In one of a series of pre-trial rulings issued in Lobato v. State of Colorado last month, Denver District Court Judge Sheila A. Rappaport granted plaintiffs’ motion to exclude evidence and arguments concerning the impact of revenue restrictions imposed by the “Taxpayers Bill of Rights” (TABOR) provision of the state constitution on educational appropriations. TABOR generally ties increases in overall tax revenue to inflation and population growth, with some limited exceptions for certain categories of expenditures including some, but not all, educational expenditures. Judge Rappaport wrote that:
The Court finds that while fiscal pressure may explain why students’ rights have been violated, it has no bearing on the issue whether students’ rights have been violated. That is, Defendants cannot, as a legal matter, excuse the legislature’s failure to comply with the mandates of the Education Clause by pointing to seemingly difficult decisions.
The evidence on non-education appropriations and the effects of TABOR are distinct from students or the actual quality of the education they receive. The quality of the public school system provided to students must stand or fall on its own. The quality of that system cannot logically be saved or enhanced by the legislature’s desire to spend money on other programs or tax credits.
In the trial that began on August 1, 2011, Plaintiffs are seeking to establish that the current state education finance system denies students the “thorough and uniform education” to which they are entitled under the State Constitution.

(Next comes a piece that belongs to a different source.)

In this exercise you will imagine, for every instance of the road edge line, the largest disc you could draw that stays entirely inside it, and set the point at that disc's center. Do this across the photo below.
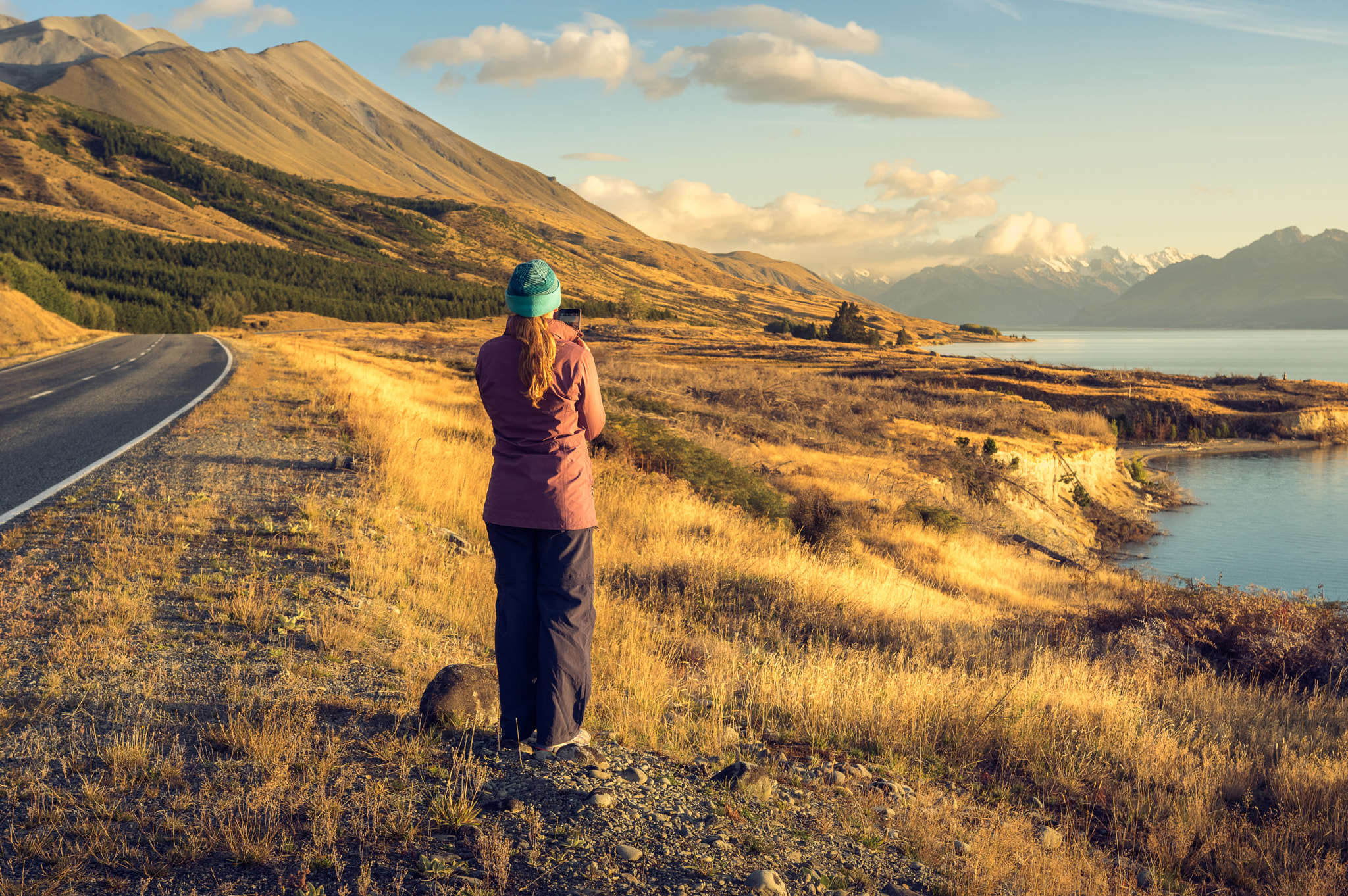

The Colorado Supreme Court had denied defendants’ motion to dismiss the claim in a decision issued in 2009.
In its pre-trial rulings, the Court also denied Defendants’ request to require plaintiffs to prove their allegations beyond a reasonable doubt, and held under the standards-based education system adopted by the state, “educational opportunity is defined in part by statutorily mandated academic content standards and measured by student achievement or qualitative outcomes.” Therefore, qualitative outcomes may be considered, as one factor, in determining whether the Defendants have met their constitutional duty.